Results 1 to 7 of 7

Thread: PartitionHandler: step.execute() throws exception on remote machine

  1. #1
    Join Date
    Mar 2009
    Posts
    10

    Default PartitionHandler: step.execute() throws exception on remote machine

    Hello,

    I've written a PartitionHandler for a compute grid framework that executes steps on remote machines. These machines may be on the same network as the master step, or they may be on different networks, so I cannot rely on the remote step having access to the Spring Batch job repository.
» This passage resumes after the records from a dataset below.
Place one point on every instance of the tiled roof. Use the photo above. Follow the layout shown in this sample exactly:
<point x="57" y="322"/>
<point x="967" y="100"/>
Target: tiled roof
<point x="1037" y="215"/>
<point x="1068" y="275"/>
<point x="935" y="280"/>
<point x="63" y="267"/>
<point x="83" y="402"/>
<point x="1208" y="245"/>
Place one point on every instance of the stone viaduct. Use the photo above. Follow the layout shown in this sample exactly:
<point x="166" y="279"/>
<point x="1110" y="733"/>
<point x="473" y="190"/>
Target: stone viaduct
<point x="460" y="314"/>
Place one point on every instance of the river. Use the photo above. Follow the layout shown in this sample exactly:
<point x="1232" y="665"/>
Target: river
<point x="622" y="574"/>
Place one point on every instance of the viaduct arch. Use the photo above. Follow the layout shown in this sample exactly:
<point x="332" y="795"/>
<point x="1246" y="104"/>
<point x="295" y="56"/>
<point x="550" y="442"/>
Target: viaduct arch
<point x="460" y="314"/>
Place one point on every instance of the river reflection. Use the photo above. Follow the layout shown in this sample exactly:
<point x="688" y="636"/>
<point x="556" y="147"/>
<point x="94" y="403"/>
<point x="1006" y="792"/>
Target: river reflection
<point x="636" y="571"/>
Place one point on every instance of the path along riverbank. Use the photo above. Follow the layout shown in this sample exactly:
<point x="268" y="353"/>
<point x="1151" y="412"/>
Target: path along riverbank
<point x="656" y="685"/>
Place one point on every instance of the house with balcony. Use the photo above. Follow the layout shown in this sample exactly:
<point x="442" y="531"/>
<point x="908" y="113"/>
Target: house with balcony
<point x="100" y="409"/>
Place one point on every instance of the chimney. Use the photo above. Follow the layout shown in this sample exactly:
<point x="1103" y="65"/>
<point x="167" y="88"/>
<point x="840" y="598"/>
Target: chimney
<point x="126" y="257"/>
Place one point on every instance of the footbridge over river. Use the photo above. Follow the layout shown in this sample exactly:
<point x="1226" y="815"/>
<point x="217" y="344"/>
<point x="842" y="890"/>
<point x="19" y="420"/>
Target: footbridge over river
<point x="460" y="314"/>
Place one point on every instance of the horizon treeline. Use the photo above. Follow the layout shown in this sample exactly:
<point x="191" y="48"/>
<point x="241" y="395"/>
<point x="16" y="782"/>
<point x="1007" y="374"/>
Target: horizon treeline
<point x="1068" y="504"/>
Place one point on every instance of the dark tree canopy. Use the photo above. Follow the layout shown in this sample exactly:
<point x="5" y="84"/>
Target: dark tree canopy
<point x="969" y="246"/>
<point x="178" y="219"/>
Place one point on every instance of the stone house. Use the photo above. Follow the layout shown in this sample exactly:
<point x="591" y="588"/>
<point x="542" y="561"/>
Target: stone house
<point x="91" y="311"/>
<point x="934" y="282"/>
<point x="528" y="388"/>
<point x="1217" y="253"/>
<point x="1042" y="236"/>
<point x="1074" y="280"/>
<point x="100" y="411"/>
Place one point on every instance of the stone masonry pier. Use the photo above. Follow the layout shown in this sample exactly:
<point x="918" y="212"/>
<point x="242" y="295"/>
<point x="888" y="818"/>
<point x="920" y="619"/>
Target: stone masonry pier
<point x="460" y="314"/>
I can simulate this on my machine by using an in-memory job repository and running the partitioned steps in a separate JVM. Unfortunately I receive the following exception:

    Code:
    java.lang.IllegalArgumentException: step executions for given job execution are expected to be already saved
        at org.springframework.util.Assert.notNull(Assert.java:112)
        at org.springframework.batch.core.repository.dao.MapStepExecutionDao.updateStepExecution(MapStepExecutionDao.java:79)
        at org.springframework.batch.core.repository.support.SimpleJobRepository.update(SimpleJobRepository.java:167)
        at sun.reflect.NativeMethodAccessorImpl.invoke0(Native Method)
        at sun.reflect.NativeMethodAccessorImpl.invoke(NativeMethodAccessorImpl.java:39)
        at sun.reflect.DelegatingMethodAccessorImpl.invoke(DelegatingMethodAccessorImpl.java:25)
        at java.lang.reflect.Method.invoke(Method.java:597)
        at org.springframework.aop.support.AopUtils.invokeJoinpointUsingReflection(AopUtils.java:307)
        at org.springframework.aop.framework.ReflectiveMethodInvocation.invokeJoinpoint(ReflectiveMethodInvocation.java:182)
        at org.springframework.aop.framework.ReflectiveMethodInvocation.proceed(ReflectiveMethodInvocation.java:149)
        at org.springframework.transaction.interceptor.TransactionInterceptor.invoke(TransactionInterceptor.java:106)
        at org.springframework.aop.framework.ReflectiveMethodInvocation.proceed(ReflectiveMethodInvocation.java:171)
        at org.springframework.aop.framework.JdkDynamicAopProxy.invoke(JdkDynamicAopProxy.java:204)
        at $Proxy2.update(Unknown Source)
        at org.springframework.batch.core.step.AbstractStep.execute(AbstractStep.java:185)
        at uk.ac.ebi.interpro.scan.batch.RemoteStepExecutor.execute(RemoteStepExecutor.java:39)
    The following RemoteStepExecutor class runs on the remote node. This has a reference to the StepExecution, the location of the application context file and the step name so the step can be created on the remote node (some lines have been removed for clarity):

    Code:
    public class RemoteStepExecutor implements Serializable {	
    
    	private final String stepName;
    	private final String appContextLocation;
    	private final StepExecution stepExecution
    
    	public StepExecution execute() throws JobInterruptedException {
    		Step step = (Step) new ClassPathXmlApplicationContext(appContextLocation).getBean(stepName, Step.class);
    		step.execute(stepExecution);
    		return stepExecution;
    	}
    
    }
    The exception originates on AbstractStep's execute() method (line 185):
    Code:
    getJobRepository().update(stepExecution);
    ... which, in my case, calls MapStepExecutionDao.updateStepExecution() (line 78):

    Code:
    Map<Long, StepExecution> executions = executionsByJobExecutionId.get(stepExecution.getJobExecutionId());
    Assert.notNull(executions, "step executions for given job execution are expected to be already saved");
    Any ideas on how to run a step without access to the job repository?

    Thanks,

    Antony

  2. #2
    Join Date
    Jun 2005
    Posts
    4,232

    Default

    Short answer: you can't. Long answer: you need an implementation of JobRepository that works for your remote nodes. Ideally it really needs to be transactional, so I thought once of writing a JMS implementation, but never got round to it. There might be use cases where you can weaken the transaction semantics (maybe yours is one of those), and make a web service or even a local virtual repository that creates StepExecutions on the fly. Or you could try a local off the shelf repository for each worker. You would also need to pass the ExecutionContext and JobParameters to the remote worker in that case so they can be used to create the right starting conditions for the Step.

  3. #3
    Join Date
    Mar 2009
    Posts
    10

    Default

    Dave,

    Thanks for the reply, I thought this might be the case.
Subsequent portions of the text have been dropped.